Before having to hold on at the end, Los Angeles played a sturdy 40 minutes in a game that won’t win any beauty pageants. There’s no reason to find great fault when you’re scoreless after one on the road, and despite a second period in which St. Louis strung together several blitzkrieg shifts that pinned their opponents back in their end – credit Jeff Carter for two excellent touches on a pair of net-bound pucks that ended some developing scoring chances – the visitors were the better team through two periods and again banked on a terrific performance from the Adrian Kempe line that produced not just a possession discrepancy but also the game-winning goal. If we’re talking individual performances, it’s also important to acknowledge Derek Forbort, who had a terror of a game Saturday in Nashville before responding with a nearly 27-minute performance during a shutout Monday night. It was a strong bounce-back game for Forbort, whose 29 shifts tied for the second most on the team. Jake Muzzin, on the ice for the Matt Luff goal and in the final minute while the team was protecting its lead, issued a game-high six hits and registered two blocked shots (and also endured a giveaway that led to his minor penalty in the third), furthering a confident and physical month-long run in which he’s been Los Angeles’ best skater on most nights. He has the lowest percentage of offensive zone starts among regular L.A. defensemen and leads them all in raw possession ratings. It’s a good thing Kings coaches don’t base their decisions on Twitter consensus.

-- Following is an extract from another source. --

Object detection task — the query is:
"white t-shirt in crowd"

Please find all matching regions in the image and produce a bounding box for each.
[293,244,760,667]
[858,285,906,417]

Tim Spyers/Icon Sportswire

They’re still in 31st place. Time to make hay. Really, the alarm clock for haymaking has been going off for a month. The general consensus is that if you’re as far out as the Kings are by Thanksgiving, it’s time to plan golf outings rather than first round hotel reservations, but the general consensus ain’t seen nothing like the 2018-19 Pacific Division. (Nods at you, Southeast Division.) They’re in the midst of nine straight games against Western foes, four of whom were or are against teams that have already made a coaching change. If there’s any sort of early spring intrigue to come, this is a critical stretch of the season. The bar is lowering, so the pace they’ll have to maintain the rest of the way isn’t as breakneck as it once seemed. Could 91 points secure a number three spot in the Pacific? That’s probably too low a bar – teams will ultimately separate from the mediocre pack – but the Kings could go 36-22-4 and at least make things more interesting than they have been. But “making things interesting” isn’t what the Kings had stated this season’s objective was, and it would require some otherworldly resuscitation for them to win 36 games the rest of the way, so please ignore these unlikely goatee-stroking theoreticals. Let’s see what transpires from that Vancouver-Edmonton-Vancouver-Edmonton stretch ahead, which comes on the heels of a more daunting Colorado game Wednesday. At the very least, the Kings won a pair of road games that should help build confidence for the upcoming stretch, and it’s good to see Matt Luff do his part to forge his way onto Willie Desjardins’ lineup card.